What causes sleepwalking?

Lets look into some of the reasons of sleepwalking:

  • Sleepwalking is more prominent in families that have a history of sleepwalking.
  • Stress or anxiety can cause sleepwalking and even sleep terrors.
  • Sleep deprivation
  • Some drugs can cause sleepwalking. These could even be hypnotics or antihistamines or even high energy drinks.
  • People with heart problems
  • Sleep apnea
  • Post traumatic stress(PTSD)

How can you deal with sleepwalking?

  • Sleepwalking is often associated with sleep deprivation, anxiety or stress. 
  • Getting adequate sleep is one place to start working on. Read more on how you can sleep better.
  • Take up meditation measures to  help deal with stress.
  • If you think you are suffering from PTSD, talk to a professional and resolve your most worrisome issues.
  • Avoid caffeine or any things that can cause stimulation and prevent you from sleeping well.
  • If you feel any prescribed medications are causing sleepwalking issues, speak with your medical practitioner as soon as possible to get a different prescription.

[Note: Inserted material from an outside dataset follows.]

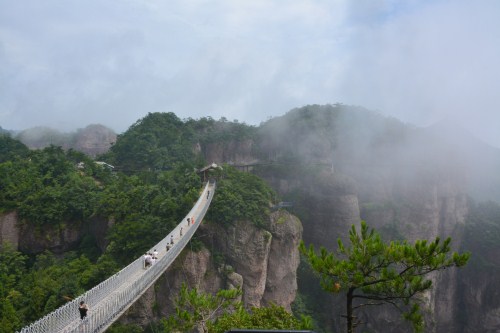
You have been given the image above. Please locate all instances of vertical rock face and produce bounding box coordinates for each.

Facts about sleepwalking and sleep terrors

  • Did you know that sleepwalkers feel no pain even when they are injured. During their sleepwalking episodes they are oblivious to any impending danger, putting themselves and others at risk.
  • Did you know that even while we are asleep, our brain isn’t! The neurons responsible for direction sense in our brain is still working when we catch some Zzz’s. Or in other words, the navigation system in our brain never switches off. This is why sleepwalkers are able to navigate seamlessly with their glassy eyed stare even when they are not aware of what is happening.
  • Children who are bullied are more likely to suffer from sleep walking, night terrors or nightmares by the time they hit pre-teen years. 
  • People who continue sleepwalking into adulthood may have genetic predisposition to sleepwalking, according to the American Academy of Neurology.
  • According to a research conducted by University of Warwick children who suffer from frequent night terrors are at an increased risk of psychotic experiences once they reach adolescence. In the case of children aged between two and nine years old, who had frequent night terror experiences were about 1.5 times at increased risk of developing psychotic experiences later on in life.
  • Research conducted by American Academy of Sleep Medicine reveal that symptoms of depression and insomnia are closely related to frequent nightmares.